Written by Mark A.C. Brown
Directed by Phil Haine
Starring Alex Hughes and Natasha Staples
Director of Photography Tom Seal
Love has found Sebastian, it just wasn't the love he was expecting. A doleful, albeit unsettling, tale about a necrophiliacs failed marriage to his dead bride is both interesting and unnerving in its unusual portrait of the broken heart. Somebody to Love takes a horror body but has a romantic soul with its introspective on a human's instinct to love but how often that proves more difficult than none, as our expectations rarely align with reality. The eleven minute short is of the quieter side of horror and doesn't use any common staples of the genre. It plays out more as a drama as it shows us a life between Sebastian and his bride similar to any other marriage. The exception is Sebastian's growing unhappiness in his new life and that none of it is real. The presence of fear lies in Sebastian's actions that appear loving and normal at the exterior but are all lined with the concept that his retrieved bride is dead for the entire length of their marriage, and therefore every thing is in actuality really creepy. The happy life is the shadow that masks the true nature of Sebastian and his world.

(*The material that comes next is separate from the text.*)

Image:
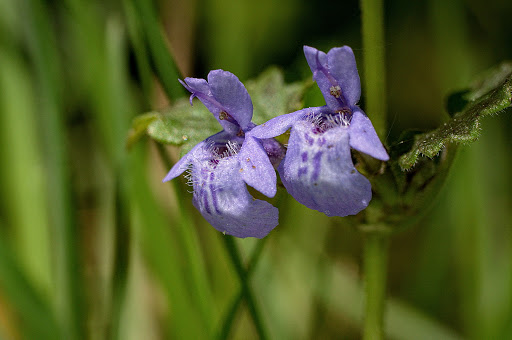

The script is solid with a dialogue that sounds appropriate to the content and subject of the short. And directing in likes to that is strong overall. Alex Hughes as Sebastian is played well as his character is often loving and disturbed at the same time, Hughes seamlessly blends the two characteristics with ease. Though Hughes may be the lead the show is stolen by Natasha Staples who plays the wifey part all too well. She's both lovely and forceful in her right as his newlywed bride and commands most of the screen with her performance. Together both have chemistry and despite that they look like a Twilight Zone couple they respond off each other well and it ultimately comes off as convincing. The cinematography and music are both favorable assests to the film as they capture the tone perfectly. Between the angelic lighting on un-dead Cassandra to the weird techno score that plays as the two are with each other intimately for the first time it keeps up with every pace of the script. I have a partiality to genre films that tell real issue stories through horror and that's what Somebody to Love is. There's a feeling of dejection as most of us are all too familiar with the misguided love; the film comes to terms and coopes with this by telling a love story about a man who finds unhappiness even in his most dark and twisted fantasies. I fully recommend Somebody to Love as it's a fantastic short with a warped heart.